Primäre pathophysiologische Mechanismen
1. Narbige Umwandlung des Urethragewebes
Der Hauptmechanismus, der zur Harnröhrenstriktur führt, ist eine Fibrosierung (Vermehrung von Bindegewebe) in der Urethra. Diese narbige Umwandlung entsteht als Folge von Verletzungen, Entzündungen oder medizinischen Eingriffen, die das normale Urothel (Schleimhautgewebe) der Harnröhre schädigen. Das Bindegewebe, das sich bei der Heilung bildet, verengt das Lumen der Harnröhre, was zu einer mechanischen Blockade des Harnflusses führt.
- Traumatische Verletzungen: Besonders häufig sind traumatische Verletzungen der Harnröhre, wie sie z. B. bei Beckenfrakturen, Stürzen oder Stößen auf den Dammbereich auftreten. Diese Verletzungen können das Urothel und die umgebende Muskulatur schädigen, was zu einer narbigen Heilung und Verengung führt.
- Iatrogene Ursachen: Medizinische Eingriffe wie die Einführung eines Blasenkatheters, endoskopische Eingriffe oder Operationen können eine mechanische Verletzung der Harnröhre verursachen, die sich nach der Heilung in Form einer Striktur manifestiert. Auch nach einer Radiotherapie (Strahlentherapie) bei Prostatakrebs kann eine narbige Verengung der Harnröhre auftreten.
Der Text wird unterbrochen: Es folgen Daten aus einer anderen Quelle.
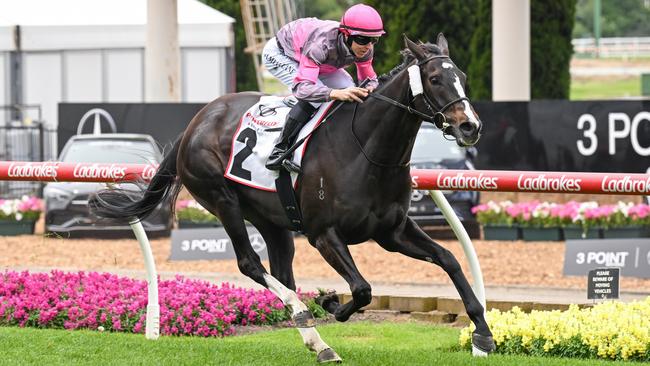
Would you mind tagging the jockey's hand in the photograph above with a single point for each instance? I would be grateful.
(351, 94)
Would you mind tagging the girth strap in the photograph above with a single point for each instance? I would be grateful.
(289, 200)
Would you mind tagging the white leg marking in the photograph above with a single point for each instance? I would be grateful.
(310, 336)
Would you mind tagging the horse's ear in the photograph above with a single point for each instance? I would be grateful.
(415, 48)
(442, 44)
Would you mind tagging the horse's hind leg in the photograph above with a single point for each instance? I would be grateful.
(250, 265)
(413, 242)
(336, 253)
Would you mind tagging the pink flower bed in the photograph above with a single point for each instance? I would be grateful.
(90, 300)
(545, 214)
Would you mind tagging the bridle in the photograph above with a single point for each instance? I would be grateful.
(438, 117)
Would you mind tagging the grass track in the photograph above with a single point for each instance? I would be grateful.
(360, 343)
(584, 89)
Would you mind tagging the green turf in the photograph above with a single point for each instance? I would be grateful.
(357, 343)
(598, 89)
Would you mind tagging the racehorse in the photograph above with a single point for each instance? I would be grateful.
(355, 185)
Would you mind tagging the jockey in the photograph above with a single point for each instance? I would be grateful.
(309, 56)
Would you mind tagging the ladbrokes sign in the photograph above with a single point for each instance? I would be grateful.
(513, 181)
(32, 170)
(94, 171)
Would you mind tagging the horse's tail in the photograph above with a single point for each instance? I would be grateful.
(126, 205)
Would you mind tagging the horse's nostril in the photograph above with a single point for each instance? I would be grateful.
(467, 128)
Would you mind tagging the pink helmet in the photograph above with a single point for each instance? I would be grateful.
(362, 20)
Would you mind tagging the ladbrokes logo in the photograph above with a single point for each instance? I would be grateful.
(28, 170)
(149, 171)
(542, 183)
(626, 185)
(99, 171)
(461, 181)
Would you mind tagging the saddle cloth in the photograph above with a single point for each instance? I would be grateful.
(258, 131)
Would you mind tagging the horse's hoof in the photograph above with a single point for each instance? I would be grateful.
(482, 345)
(328, 355)
(329, 302)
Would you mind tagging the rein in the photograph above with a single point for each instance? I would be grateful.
(440, 113)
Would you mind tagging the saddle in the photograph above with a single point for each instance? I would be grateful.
(259, 129)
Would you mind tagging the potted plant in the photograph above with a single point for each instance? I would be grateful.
(190, 214)
(581, 220)
(19, 216)
(497, 224)
(539, 221)
(627, 220)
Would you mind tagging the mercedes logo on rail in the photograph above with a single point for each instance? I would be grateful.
(97, 114)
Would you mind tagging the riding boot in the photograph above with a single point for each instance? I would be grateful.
(296, 119)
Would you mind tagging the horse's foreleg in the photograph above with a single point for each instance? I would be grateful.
(250, 265)
(303, 319)
(336, 253)
(413, 242)
(280, 248)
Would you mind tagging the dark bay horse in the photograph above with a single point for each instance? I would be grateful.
(354, 187)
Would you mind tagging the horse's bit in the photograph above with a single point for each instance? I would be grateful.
(438, 118)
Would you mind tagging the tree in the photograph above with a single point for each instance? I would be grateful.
(423, 20)
(479, 72)
(244, 66)
(551, 50)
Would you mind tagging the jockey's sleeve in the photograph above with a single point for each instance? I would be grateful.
(365, 71)
(305, 84)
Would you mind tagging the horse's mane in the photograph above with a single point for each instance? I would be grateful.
(407, 58)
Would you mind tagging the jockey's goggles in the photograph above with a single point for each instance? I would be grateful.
(364, 40)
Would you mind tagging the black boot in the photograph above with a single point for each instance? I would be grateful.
(298, 116)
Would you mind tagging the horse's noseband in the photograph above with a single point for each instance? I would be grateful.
(438, 118)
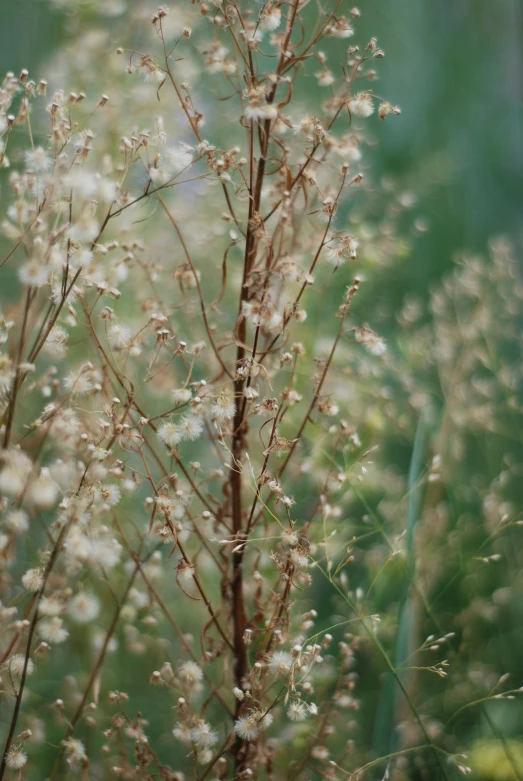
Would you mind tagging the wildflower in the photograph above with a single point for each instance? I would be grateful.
(74, 750)
(84, 608)
(362, 105)
(190, 673)
(33, 274)
(50, 606)
(33, 580)
(203, 735)
(170, 434)
(182, 395)
(119, 336)
(223, 408)
(56, 342)
(191, 426)
(43, 492)
(53, 631)
(16, 665)
(184, 571)
(38, 159)
(177, 159)
(246, 727)
(183, 733)
(281, 662)
(78, 383)
(384, 109)
(16, 758)
(297, 711)
(341, 28)
(270, 18)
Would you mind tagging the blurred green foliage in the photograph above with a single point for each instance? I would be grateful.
(456, 69)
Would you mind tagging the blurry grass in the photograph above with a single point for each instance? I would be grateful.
(385, 733)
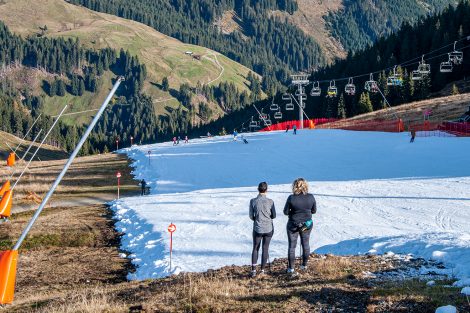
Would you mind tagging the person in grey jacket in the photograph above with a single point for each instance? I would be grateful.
(262, 212)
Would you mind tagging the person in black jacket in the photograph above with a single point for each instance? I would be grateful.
(299, 207)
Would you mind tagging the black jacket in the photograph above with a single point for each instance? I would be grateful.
(300, 208)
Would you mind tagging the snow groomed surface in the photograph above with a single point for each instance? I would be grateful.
(376, 193)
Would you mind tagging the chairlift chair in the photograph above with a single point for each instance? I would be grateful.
(300, 93)
(253, 123)
(278, 115)
(424, 68)
(290, 106)
(350, 88)
(274, 107)
(262, 115)
(286, 96)
(455, 56)
(332, 90)
(316, 91)
(394, 79)
(371, 85)
(416, 75)
(446, 66)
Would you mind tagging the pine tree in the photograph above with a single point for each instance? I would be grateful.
(165, 84)
(341, 107)
(81, 87)
(60, 87)
(364, 104)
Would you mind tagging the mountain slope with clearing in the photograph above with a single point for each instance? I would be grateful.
(163, 55)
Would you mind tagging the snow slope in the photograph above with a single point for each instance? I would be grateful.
(375, 191)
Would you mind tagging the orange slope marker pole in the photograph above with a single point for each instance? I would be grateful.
(8, 259)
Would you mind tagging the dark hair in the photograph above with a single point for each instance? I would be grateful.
(262, 187)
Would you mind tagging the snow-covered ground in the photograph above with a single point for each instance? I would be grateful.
(376, 193)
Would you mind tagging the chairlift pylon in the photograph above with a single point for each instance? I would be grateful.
(253, 123)
(371, 85)
(332, 90)
(316, 91)
(274, 106)
(455, 56)
(395, 79)
(446, 66)
(423, 68)
(350, 88)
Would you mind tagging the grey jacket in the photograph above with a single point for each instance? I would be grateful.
(262, 212)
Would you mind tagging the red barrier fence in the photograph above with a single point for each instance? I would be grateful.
(426, 128)
(313, 123)
(374, 125)
(457, 129)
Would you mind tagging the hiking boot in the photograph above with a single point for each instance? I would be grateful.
(291, 272)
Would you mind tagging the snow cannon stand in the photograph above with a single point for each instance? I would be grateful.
(11, 159)
(5, 187)
(5, 205)
(8, 261)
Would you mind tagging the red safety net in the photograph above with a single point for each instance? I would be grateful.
(371, 125)
(313, 123)
(457, 129)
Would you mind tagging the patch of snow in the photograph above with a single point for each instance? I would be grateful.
(446, 309)
(376, 193)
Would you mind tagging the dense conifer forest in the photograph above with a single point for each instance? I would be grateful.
(361, 22)
(267, 45)
(432, 37)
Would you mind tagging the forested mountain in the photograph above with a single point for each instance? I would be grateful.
(359, 23)
(76, 70)
(432, 37)
(269, 46)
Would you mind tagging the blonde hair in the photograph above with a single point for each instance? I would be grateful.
(300, 186)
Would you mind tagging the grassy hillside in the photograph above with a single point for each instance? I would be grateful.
(163, 56)
(47, 152)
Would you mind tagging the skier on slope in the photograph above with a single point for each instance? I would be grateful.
(143, 185)
(262, 212)
(413, 135)
(299, 207)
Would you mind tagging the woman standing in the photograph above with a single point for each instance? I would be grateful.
(262, 213)
(299, 207)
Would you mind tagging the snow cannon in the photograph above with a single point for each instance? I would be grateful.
(11, 159)
(8, 261)
(5, 204)
(5, 188)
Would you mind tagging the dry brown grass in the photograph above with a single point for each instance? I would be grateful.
(90, 179)
(443, 108)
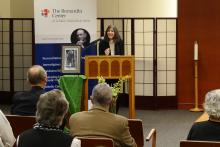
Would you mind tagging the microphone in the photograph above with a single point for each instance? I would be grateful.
(95, 41)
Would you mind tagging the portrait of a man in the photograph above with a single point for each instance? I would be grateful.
(71, 58)
(80, 37)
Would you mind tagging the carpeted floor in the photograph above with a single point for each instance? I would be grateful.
(171, 125)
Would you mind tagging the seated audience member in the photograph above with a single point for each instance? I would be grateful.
(98, 121)
(24, 103)
(51, 109)
(208, 130)
(7, 138)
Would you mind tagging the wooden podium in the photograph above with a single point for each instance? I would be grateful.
(111, 67)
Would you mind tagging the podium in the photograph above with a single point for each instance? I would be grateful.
(111, 67)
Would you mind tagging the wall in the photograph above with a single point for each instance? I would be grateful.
(5, 8)
(22, 8)
(137, 8)
(105, 8)
(197, 20)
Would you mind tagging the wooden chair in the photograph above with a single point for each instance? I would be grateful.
(20, 123)
(136, 130)
(96, 142)
(190, 143)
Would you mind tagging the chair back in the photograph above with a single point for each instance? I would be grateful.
(190, 143)
(96, 142)
(136, 130)
(20, 123)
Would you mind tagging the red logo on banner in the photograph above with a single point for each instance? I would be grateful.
(45, 12)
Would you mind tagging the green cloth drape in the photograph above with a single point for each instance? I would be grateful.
(72, 86)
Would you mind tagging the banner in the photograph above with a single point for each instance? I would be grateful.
(62, 22)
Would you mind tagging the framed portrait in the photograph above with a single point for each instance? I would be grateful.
(71, 55)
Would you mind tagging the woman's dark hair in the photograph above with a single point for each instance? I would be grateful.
(116, 37)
- Entzündliche Prozesse: Chronische Entzündungen, insbesondere nach sexuell übertragbaren Infektionen wie Gonorrhoe oder Chlamydien, können zur Entstehung einer Harnröhrenstriktur beitragen. Diese Infektionen verursachen eine Entzündung des Urothels, die im Heilungsverlauf zur Fibrosierung führt.
2. Häufig betroffene Lokalisationen
Die Harnröhrenstriktur kann je nach Lokalisation in verschiedene Formen unterteilt werden:
- Bulbäre Harnröhrenstriktur: Diese Form tritt im Bereich zwischen dem Schließmuskel und dem mobilen Teil des Penis auf und macht etwa 50 % der Fälle aus. Sie ist oft die Folge eines Traumas, wie einer Beckenverletzung oder eines stumpfen Traumas des Damms.
- Penile Harnröhrenstriktur: Diese Form betrifft den mobilen Teil des Penis und tritt in etwa 30 % der Fälle auf. Sie kann ebenfalls durch Traumen oder Infektionen verursacht werden.
- Striktur im Bereich der Fossa navicularis: Diese betrifft die ampullenförmige Erweiterung der Harnröhre nahe der Glans penis (Eichel) und tritt in etwa 20 % der Fälle auf. Sie kann durch Entzündungen oder traumatische Katheterisierungen verursacht werden.
- Striktur im Bereich der posterioren Urethra: Diese sehr seltene Form tritt im Bereich der prostatischen und membranösen Harnröhre auf, z. B. nach einem Harnröhrenabriss bei Beckenfrakturen oder nach einer Radiotherapie im Rahmen der Behandlung eines Prostatakarzinoms.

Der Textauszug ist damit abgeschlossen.